You're an ENT resident presenting your thesis at a conference. You compared two treatments for chronic sinusitis. Your primary result: p = 0.052.

The moderator says: "Not significant."

Your friend's study, same topic, same design, slightly luckier sample: p = 0.048.

The moderator says: "Significant."

The difference between your careers at this moment — who gets published, who gets the award, whose treatment gets adopted — rests on 0.004. Four thousandths. A rounding error in biology.

You ask the question every honest scientist eventually asks:

"Who decided that 0.05 is the magic number? Why not 0.06? Why not 0.04? Who gave one number this much power over my career, my patients, and my science?"

The answer is both fascinating and infuriating.

Word Surgery: "Level of Significance"

"Level"

Root: Latin libella = "a small balance" / "a spirit level" (the carpenter's tool) → Old French livel → English "level"

Literal meaning: "a horizontal reference line" → "a threshold, a standard, a bar to clear"

In statistics: The bar you set.
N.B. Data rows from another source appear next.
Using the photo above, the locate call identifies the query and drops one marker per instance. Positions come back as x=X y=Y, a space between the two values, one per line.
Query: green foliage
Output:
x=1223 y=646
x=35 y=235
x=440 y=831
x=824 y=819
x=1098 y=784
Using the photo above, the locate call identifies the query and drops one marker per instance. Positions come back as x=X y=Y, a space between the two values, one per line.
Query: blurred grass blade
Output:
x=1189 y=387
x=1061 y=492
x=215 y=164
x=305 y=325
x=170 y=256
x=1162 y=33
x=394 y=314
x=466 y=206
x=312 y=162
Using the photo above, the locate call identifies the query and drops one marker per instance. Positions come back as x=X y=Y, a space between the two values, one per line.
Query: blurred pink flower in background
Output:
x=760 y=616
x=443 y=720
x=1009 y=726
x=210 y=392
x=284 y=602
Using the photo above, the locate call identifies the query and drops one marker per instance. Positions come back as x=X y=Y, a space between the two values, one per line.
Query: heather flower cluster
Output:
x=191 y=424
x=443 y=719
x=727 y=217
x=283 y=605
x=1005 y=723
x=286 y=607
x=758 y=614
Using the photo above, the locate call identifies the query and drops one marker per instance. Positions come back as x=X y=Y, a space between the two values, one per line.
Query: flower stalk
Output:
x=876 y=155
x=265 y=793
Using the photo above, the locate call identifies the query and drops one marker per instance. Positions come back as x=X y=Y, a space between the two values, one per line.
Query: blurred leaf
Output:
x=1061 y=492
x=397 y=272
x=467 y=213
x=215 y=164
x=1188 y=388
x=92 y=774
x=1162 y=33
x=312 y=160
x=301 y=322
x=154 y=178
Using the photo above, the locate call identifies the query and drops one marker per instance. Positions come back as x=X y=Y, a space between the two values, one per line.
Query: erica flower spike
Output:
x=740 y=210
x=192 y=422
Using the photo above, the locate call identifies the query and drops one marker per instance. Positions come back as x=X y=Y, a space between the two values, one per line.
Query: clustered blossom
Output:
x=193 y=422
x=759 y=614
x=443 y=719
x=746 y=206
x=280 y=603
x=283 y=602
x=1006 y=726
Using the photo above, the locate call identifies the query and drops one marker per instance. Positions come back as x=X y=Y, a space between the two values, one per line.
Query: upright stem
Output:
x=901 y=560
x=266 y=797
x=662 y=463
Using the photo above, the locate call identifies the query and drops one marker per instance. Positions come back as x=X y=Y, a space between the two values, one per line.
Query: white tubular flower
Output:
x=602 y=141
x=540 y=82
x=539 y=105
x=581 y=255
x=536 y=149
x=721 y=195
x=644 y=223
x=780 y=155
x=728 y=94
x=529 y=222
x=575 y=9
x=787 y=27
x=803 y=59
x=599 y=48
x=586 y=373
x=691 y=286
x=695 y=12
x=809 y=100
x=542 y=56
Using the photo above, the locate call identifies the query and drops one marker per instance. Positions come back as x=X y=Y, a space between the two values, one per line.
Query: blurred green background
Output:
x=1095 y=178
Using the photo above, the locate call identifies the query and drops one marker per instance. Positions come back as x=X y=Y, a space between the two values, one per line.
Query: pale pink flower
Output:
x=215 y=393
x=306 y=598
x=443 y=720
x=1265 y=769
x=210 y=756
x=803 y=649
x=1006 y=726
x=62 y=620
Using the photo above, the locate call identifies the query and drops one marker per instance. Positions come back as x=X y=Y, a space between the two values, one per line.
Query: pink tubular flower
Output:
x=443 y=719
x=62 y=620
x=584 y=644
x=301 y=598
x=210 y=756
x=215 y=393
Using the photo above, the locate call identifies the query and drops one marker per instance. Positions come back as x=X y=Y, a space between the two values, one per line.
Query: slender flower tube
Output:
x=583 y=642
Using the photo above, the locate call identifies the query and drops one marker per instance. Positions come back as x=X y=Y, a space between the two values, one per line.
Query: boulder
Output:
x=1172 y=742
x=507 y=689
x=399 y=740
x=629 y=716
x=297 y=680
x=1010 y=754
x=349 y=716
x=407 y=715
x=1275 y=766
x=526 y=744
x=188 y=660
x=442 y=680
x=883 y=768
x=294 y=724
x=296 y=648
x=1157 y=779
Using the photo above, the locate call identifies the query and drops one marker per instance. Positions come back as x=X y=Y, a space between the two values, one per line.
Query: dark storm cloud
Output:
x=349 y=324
The threshold. The line the evidence must cross.

→ So "level" = the height of the bar your evidence must jump over.

"Significance"

Root: Latin significare = signum (sign, mark) + facere (to make) → "to make a sign" / "to indicate" / "to point at something"

Literal meaning: "making a sign that something is there"

NOT what you think. In everyday English, "significant" means "important, meaningful, substantial." In statistics, "significant" means "unlikely to be due to chance alone." A drug that lowers BP by 0.1 mmHg can be "statistically significant" with a large enough sample. It is utterly "insignificant" clinically.

→ "Level of significance" literally = "the threshold for declaring that a sign has been made" — the bar your data must clear before you're allowed to say 'something is happening.'"

→ Aha: Think of it as a court's standard of evidence. The "level" is how much evidence you demand before delivering a verdict. Set it too low → you convict too many innocents (Type I errors). Set it too high → you let too many guilty people walk (Type II errors).

The Symbol: α (Alpha)

Root: Alpha (Α, α) is the first letter of the Greek alphabet, from Phoenician ʾālep (ox).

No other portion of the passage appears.